There are two negative things I’ve heard about Bazaar: While Git is known for its speed and Mercurial seems to keep up, it is said that Bazaar is somewhat slow. Not slow as in “As slow as Subversion” but notable slower that other DVCSs. This comparison even shows that Bazaar is better than Mercurial. All comparisons I found were based on Bazaar 1.x. Version 2 however seems to be much better in both speed and size. Why switch to Bazaar? says: “Once upon a time, Bazaar was much slower than Git and Mercurial and less efficient on projects with deep history. Bazaar 2.0 changes things completely.” I did not verify this however.

The second negative thing is the repository size. I was fascinated when I heard that a complete git repository often ends up being smaller than the working copy of a Subversion repository. I often read that Bazaar is not good in this point. The comparison mentioned in the previous paragraph shows that Bazaar is not as good as Git but it is as good as Mercurial is.

[Update] I did the first part of this test: Checking out the Python source took me 27min with Bazaar and 10min with Mercurial.
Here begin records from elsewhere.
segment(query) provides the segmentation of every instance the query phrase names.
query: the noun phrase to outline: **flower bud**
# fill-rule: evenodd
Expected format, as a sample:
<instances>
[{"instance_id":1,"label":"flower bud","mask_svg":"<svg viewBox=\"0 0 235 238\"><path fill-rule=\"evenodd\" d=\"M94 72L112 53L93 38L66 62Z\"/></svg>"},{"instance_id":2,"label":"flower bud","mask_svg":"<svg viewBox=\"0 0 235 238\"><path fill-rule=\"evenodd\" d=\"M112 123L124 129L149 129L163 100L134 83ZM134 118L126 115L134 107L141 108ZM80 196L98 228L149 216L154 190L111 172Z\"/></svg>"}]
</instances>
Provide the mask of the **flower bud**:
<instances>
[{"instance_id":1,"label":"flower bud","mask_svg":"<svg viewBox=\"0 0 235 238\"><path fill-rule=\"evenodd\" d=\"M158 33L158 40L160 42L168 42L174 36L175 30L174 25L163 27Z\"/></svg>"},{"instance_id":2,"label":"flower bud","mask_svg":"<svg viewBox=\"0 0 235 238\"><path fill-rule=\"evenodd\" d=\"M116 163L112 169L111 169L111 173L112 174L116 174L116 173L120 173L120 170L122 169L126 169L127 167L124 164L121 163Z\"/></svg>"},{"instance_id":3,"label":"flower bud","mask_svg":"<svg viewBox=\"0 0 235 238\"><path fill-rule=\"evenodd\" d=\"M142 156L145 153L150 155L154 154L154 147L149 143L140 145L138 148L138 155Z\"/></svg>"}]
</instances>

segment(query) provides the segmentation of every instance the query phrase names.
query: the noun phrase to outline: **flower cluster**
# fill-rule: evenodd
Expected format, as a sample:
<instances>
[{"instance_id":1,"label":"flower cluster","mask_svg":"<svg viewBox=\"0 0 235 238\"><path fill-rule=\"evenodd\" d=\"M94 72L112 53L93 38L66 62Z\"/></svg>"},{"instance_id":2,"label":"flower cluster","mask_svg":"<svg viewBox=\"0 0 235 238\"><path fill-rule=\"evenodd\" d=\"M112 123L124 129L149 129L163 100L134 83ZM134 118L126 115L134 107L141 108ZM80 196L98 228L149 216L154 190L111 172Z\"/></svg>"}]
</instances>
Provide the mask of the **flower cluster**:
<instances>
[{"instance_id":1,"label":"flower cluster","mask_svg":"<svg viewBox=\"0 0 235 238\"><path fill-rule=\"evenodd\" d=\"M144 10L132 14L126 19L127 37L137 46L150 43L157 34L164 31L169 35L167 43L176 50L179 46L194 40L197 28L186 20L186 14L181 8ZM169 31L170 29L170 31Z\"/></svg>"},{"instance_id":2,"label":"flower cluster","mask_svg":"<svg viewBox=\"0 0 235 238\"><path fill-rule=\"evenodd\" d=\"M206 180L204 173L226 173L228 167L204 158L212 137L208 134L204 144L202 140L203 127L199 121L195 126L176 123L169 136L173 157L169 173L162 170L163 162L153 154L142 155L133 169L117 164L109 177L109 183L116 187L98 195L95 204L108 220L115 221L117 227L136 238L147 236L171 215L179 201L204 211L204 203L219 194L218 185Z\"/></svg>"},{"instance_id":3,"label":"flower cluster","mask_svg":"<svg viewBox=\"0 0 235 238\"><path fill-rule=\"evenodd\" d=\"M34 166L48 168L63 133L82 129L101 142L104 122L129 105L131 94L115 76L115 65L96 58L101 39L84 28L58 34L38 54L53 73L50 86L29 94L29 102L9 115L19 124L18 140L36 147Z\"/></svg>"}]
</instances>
Based on this, Bazaar 1.x would have taken more than 2,5 hours. Great improvement but still a lot of work to do here. Repository size is not great but i could live with it: 115MB for Mercurial, 189MB for Bazaar.

At first I did not get the benefit of “Bazaar can be adapted to use whatever workflow makes the most sense for your project, regardless of its size.” (See: “Why switch to Bazaar”) After all I want to switch my workflow to distributed. Then I read about the bind/unbind command. Something I do not like about DVCS is that I have to commit locally and then push the commits to the central storage even when I’m connected to the central server. Binding helps to match my workflow: Committing locally when on the road, pushing changes to the central storage later. But when I’m at home, commiting means commit+push.

So only a small penalty for speed and space but one point for workflow.

Sum up

I build my list of requirements based on the features I missed while looking at Git and Mercurial, so it is no big surprise that Bazaar wins with 7/+0.5 points against Mercurial (5/-1) and Git (4/-1). But is it the winner for me? Will I switch to Bazaar? It’s likely. I do not want to switch the VCS too often (I switched to Subversion only some years ago) but Bazaar nearly got me.